Marlen Campayo, profesora de inglés, aprovechó su intervención dos días antes en el turno de preguntas durante la charla sobre meditación del Reina Sofía para pedirle amablemente al responsable de Corazón salvaje si podría hablar sobre el mismo tema en clase a su alumnado. Lynch aceptó sin pensárselo dos veces (o quizá sí, pero el caso es que aceptó). Esta crónica de la jornada ayuda a hacerse una idea de lo emocionante y chocante que debió ser.

Es cierto que también me habría perdido esta preciosa visita a un centro educativo público de estar ya en Madrid (aunque nunca hay que subestimar a un fan desquiciado), pero ese gesto de cercanía y campechanía de la verdadera, no de la real, solo me hizo desear con más fuerza haber tenido cerca la oportunidad de cruzarme con el artífice de la mejor adaptación de Dune hasta la fecha.

El caso es que nunca ocurrió, pero no fue necesario para que el director de Terciopelo azul marcara mi vida madrileña. Sus películas, y su serie, unieron a dos de mis mejores amigos hasta el punto de que se hicieron compañeros de piso en una casa a la que me sumé yo mismo en el último momento. Recuerdo que recién mudados se emitían los últimos episodios de Twin Peaks: The Return, una de las cosas más estratosféricas que ha parido el siglo XXI.

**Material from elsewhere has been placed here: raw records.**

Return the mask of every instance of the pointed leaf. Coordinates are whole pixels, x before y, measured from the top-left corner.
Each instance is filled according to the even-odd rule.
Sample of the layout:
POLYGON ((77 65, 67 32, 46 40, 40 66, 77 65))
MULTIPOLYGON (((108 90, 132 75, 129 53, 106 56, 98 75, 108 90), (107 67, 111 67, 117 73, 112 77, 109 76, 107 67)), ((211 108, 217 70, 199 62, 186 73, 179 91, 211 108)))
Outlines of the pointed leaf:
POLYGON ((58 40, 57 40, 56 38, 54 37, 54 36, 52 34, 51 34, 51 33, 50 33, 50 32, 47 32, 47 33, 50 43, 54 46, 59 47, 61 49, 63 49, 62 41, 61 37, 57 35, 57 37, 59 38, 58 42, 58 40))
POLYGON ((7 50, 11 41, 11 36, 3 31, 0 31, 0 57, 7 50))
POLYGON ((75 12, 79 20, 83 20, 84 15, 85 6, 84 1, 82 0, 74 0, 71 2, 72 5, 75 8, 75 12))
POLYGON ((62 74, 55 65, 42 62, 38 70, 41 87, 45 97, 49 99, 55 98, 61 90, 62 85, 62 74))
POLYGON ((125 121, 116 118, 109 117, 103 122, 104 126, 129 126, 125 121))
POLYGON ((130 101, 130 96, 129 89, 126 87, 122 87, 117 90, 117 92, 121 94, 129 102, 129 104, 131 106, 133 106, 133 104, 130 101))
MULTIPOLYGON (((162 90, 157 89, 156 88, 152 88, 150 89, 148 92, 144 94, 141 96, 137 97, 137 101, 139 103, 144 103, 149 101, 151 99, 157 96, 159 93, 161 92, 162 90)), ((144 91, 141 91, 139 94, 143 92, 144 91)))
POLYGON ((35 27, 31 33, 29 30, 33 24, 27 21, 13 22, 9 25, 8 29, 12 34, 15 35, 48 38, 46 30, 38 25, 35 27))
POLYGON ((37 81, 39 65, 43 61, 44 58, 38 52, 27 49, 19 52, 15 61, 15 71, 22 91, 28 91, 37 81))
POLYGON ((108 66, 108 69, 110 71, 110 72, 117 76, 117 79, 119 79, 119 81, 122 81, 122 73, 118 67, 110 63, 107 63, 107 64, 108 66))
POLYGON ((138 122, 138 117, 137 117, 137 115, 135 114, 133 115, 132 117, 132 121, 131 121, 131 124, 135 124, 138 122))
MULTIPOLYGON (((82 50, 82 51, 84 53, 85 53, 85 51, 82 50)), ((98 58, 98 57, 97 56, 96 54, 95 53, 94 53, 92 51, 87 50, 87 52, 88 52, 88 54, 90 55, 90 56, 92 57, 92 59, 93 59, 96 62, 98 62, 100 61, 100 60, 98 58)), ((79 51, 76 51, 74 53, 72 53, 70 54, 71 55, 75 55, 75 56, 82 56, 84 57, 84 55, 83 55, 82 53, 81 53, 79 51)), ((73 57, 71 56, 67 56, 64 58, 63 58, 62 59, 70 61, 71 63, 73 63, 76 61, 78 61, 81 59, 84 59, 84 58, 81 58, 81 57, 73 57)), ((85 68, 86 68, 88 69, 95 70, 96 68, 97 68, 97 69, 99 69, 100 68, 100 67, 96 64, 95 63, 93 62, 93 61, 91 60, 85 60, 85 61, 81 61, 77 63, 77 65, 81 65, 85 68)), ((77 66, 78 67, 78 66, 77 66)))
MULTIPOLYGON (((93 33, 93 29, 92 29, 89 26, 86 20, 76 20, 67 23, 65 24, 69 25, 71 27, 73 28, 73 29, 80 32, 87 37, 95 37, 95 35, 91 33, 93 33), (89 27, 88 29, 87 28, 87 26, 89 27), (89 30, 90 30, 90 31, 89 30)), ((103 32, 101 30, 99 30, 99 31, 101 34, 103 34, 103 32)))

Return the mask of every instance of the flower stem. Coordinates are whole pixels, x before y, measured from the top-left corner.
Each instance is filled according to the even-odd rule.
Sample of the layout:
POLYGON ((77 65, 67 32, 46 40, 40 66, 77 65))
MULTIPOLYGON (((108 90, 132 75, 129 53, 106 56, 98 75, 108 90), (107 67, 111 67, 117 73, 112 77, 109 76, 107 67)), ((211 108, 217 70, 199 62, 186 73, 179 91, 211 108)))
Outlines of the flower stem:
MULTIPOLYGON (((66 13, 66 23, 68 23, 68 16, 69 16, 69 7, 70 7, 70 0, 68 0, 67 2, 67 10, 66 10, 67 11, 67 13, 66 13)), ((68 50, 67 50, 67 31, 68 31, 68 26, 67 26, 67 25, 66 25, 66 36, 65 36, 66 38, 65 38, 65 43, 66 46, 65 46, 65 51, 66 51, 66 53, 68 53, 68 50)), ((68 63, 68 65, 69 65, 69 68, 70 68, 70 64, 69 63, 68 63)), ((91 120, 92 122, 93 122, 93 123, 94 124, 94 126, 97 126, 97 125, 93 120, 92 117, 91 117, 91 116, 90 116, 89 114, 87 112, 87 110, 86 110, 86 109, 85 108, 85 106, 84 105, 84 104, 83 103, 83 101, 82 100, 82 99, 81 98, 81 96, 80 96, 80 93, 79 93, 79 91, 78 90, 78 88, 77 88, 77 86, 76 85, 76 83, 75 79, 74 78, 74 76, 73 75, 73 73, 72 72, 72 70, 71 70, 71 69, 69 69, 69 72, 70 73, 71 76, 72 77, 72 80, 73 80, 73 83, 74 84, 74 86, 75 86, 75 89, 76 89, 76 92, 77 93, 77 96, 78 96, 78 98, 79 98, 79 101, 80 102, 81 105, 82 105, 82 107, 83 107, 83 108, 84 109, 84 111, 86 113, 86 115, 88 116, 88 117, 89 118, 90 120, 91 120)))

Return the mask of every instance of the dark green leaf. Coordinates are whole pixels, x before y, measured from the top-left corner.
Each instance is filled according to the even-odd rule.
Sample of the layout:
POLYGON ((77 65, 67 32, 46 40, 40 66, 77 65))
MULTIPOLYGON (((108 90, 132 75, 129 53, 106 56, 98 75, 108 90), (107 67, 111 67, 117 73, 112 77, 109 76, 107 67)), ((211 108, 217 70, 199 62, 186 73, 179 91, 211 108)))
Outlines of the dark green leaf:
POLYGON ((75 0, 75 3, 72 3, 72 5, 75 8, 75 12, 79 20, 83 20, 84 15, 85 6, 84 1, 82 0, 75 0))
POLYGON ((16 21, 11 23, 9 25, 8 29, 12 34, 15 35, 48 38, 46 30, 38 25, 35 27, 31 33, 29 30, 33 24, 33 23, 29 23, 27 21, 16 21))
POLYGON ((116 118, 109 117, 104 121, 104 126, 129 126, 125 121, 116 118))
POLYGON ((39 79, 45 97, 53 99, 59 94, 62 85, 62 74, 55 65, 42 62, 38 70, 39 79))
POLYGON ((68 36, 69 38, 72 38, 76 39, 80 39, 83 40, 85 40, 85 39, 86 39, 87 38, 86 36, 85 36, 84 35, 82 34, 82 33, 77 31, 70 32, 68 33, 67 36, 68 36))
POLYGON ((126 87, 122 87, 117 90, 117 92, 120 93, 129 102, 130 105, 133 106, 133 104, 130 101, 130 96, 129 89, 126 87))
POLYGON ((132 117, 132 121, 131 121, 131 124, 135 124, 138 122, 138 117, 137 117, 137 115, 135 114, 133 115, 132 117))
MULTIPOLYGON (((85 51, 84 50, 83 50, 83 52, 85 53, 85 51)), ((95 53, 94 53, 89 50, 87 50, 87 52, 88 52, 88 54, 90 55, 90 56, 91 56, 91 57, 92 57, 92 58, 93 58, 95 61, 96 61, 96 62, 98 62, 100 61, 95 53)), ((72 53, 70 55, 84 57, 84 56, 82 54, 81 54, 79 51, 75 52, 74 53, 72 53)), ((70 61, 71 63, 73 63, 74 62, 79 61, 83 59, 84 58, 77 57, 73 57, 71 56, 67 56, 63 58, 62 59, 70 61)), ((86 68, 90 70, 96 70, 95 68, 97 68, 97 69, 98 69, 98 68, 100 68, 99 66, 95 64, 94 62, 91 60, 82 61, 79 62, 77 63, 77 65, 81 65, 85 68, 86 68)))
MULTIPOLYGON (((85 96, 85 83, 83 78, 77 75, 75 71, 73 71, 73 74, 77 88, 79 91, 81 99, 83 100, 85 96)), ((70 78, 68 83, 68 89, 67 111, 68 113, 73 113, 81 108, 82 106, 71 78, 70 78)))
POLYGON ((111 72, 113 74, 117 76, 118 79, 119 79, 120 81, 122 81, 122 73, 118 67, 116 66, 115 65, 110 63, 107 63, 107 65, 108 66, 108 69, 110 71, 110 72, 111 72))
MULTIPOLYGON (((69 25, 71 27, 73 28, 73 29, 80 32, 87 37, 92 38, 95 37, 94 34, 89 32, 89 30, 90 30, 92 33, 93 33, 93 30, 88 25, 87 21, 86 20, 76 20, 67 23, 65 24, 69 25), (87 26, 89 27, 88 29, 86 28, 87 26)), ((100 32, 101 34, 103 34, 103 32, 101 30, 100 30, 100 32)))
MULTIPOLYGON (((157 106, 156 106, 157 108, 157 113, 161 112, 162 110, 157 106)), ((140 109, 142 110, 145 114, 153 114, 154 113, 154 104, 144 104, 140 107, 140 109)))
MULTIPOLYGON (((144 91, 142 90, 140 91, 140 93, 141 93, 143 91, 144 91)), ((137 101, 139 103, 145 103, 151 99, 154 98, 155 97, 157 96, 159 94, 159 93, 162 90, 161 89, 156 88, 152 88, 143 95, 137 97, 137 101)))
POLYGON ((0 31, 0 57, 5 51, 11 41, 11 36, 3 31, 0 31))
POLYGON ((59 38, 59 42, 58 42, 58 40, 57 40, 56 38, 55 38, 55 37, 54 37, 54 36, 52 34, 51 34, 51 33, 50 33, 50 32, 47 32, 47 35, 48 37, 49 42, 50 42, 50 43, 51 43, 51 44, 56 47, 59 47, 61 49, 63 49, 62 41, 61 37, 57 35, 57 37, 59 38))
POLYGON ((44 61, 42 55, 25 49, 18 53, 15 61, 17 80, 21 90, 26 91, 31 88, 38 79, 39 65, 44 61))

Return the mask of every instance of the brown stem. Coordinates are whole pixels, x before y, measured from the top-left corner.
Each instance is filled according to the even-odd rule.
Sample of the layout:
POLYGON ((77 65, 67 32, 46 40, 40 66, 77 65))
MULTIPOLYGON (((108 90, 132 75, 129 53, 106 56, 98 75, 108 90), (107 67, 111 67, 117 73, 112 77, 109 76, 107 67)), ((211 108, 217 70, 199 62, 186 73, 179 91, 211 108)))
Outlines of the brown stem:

Siete años después, escribo estas líneas durante los últimos días antes de dejar para siempre ese mismo piso. Mis amigos ya lo hicieron años atrás. Decenas de baretos y tiendas en bajos comerciales del barrio, Pueblo Nuevo, han sido sustituidos por viviendas (muchas de ellas temporales). Vivir en Madrid, esa aspiración casi utópica pero cumplida, cada vez toma un cariz más distópico (especialmente en verano). Yo me dedico a escribir noticias sobre Madrid, la ciudad antes tan lejana, sin poder hablar de Algeciras más que en esta crónica sentimental.

Y David Lynch ha confirmado hace pocos días que tendrá complicado volver a dirigir, aunque podrá hacerlo en remoto, debido a sus problemas de salud. Definitivamente no nos cruzaremos en Madrid. Quizá no se trataba tanto de eso, sino más bien de conocer otras personas que comparten nuestra pasión y también sueñan con ese encuentro. No venimos a la capital a estar más cerca de nuestros ídolos, sino a encontrar gente con la que compartir ese anhelo. Madrid, esa ciudad que nunca deja solos a los ilusos.